我们便决定再不东挑西拣,想起进镇时,新街上有两家干炉门市,便又驱车而往。进一家,问价,依旧五元,没货要等,问等多久,说一两个小时。于是又进另一家,有现成货。我说为什么干炉这么紧张,说清明节外地来旅游的,本地回来烧纸的,都喜欢带些送给亲朋好友。我笑着故意说:人家说车站那家的干炉最好。店主说:听名声了,原来名扬出去了,心高的不做了,弄下一河滩事了不了了,又回来打上了。我再没接话茬,卖白面的见不得卖白灰的,生意人为利益互相贬低,也属常情。

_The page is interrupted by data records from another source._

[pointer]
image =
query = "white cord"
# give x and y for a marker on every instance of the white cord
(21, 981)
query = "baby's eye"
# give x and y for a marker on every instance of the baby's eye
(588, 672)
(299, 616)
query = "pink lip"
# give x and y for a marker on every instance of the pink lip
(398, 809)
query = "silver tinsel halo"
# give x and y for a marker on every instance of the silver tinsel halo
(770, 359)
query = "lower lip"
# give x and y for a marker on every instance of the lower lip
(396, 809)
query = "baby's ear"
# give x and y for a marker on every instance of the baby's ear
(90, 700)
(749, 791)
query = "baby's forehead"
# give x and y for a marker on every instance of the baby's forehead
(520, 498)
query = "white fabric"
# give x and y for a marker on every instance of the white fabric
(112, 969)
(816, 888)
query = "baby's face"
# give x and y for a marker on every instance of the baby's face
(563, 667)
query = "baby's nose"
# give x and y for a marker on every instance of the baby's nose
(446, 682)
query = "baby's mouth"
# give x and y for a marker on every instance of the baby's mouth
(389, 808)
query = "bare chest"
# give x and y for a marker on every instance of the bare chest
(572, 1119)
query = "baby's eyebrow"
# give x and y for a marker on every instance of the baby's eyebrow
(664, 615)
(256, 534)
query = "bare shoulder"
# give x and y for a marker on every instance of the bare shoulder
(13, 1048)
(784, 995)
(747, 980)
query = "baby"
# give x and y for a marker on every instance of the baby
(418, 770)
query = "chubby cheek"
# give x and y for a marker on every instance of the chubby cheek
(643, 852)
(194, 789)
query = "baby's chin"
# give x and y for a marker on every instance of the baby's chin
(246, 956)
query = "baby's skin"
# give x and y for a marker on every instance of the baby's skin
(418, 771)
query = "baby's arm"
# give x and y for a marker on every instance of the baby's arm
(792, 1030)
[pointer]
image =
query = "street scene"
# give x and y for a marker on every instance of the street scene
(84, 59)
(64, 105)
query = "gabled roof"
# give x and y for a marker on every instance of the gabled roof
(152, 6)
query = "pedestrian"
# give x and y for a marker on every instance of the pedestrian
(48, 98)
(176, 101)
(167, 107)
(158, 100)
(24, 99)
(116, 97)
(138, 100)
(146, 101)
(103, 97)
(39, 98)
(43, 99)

我们由东向南在老街道上缓缓而行,一边欣赏这百年古镇上的建筑,一边评论。聪杰把车停在一家干炉店前。我们下车舒展身体,扬手踢脚。一位拄着拐杖的老妇人停住脚步问:你们买干炉?我说买了些,又进去买了。问:几块买的?答五块。你们这的干炉究竟卖几块?她顿了顿,却没有说话,摇摇头,默默走开了。一会儿,聪杰提着两袋干炉上了车,说他买了一袋原味,一袋奶油,四块买的,给本地人统一卖四块,给外地人统一卖五块。他们从汽车牌照上或口音中辨别本地与外地人。外地人自然远道而来,必须要带些名小吃回去,在镇川干炉是必选,人们不会在乎价高块儿八毛。

我们惊叹镇川人的精明,也慨叹他们的思维。我想起镇川人说他们有一句俗语“打干炉,品火色”,以此来处人处事。这话在社会上流传演变贬褒均有,褒乃顺时而变,贬乃见风使舵。可就我而言,对它的情感甚是复杂,我们村是蟠龙煤矿的一个井口,有上百号煤矿工人就寄居在我们村,因煤矿赵书记是米脂龙镇人,于是龙镇、镇川这一带便有几十号与他攀亲带故的在此干活。他们都拖家带口。这也不算是走后门,寻吃掏炭,危人所干,但有三分奈何,谁干这三块石头夹一块肉的营生。人说当兵的死了没埋,掏炭的埋了没死。我父亲起初队里搞副业包干掏炭,后来成了雇佣工。与他们也算同生共死。其中有一个大名叫赵雪洲,小名叫赵狗娃的,是赵书记侄儿,先在公办煤矿,因苦水不行,又受不得约束,便在私人煤窑干活,他三天打鱼两天晒网,干一天歇两天,他光棍一条,两个肩膀抬一张嘴,一人吃饱全家饱,好是非,爱热闹,赌博场进,戏场里出,哪里人多给哪里凑。就这样的人,却一般人揉不到眼里,这也看不惯,那也看不起,清高的很。他在我们村从60年代直待到改革开放后的80年代末才回故籍。忘記是九几年了,我出差到镇川,正逢集日,在摩肩擦踵的人群中,我一眼认出他。他依旧统着袖子,依旧拢着油渍麻花的白羊肚手巾,依旧面色炭黑,身体越发佝偻,越发瘦小了。他也一眼认出我,问我干甚,我说出差。我以为他会如我一般惊喜,会拉着手邀我到他家,最起码邀我到饭馆吃一碗他以前常向我们夸耀的“镇川碗饦子”。十数年来,因与父亲的关系,他不知吃了我们家多少顿饭。可是就待我满怀激情要与他叙旧时,他却连礼让的话也没说一句,就消失得无影无踪了。这让我郁闷,让我茫然。其实我咋会跟一个如此落魄的老鳏夫托餐磨嘴?他乡遇故人,我只要的是一种情愫,他毕竟是我青少年时期记忆的一部分。他不请我,我会请他,我对他的境况心中了然,他请我请,我必会埋单。他的消失,让我一时难以反应,呆立街中良久,恍惚如在梦中,并不曾见他。回去与父母说起此事,父亲倒理解他,说:人活脸,树活皮,他死要面子,是觉得无脸见人。母亲长叹一声,说:没光景,没日月,站不在人前。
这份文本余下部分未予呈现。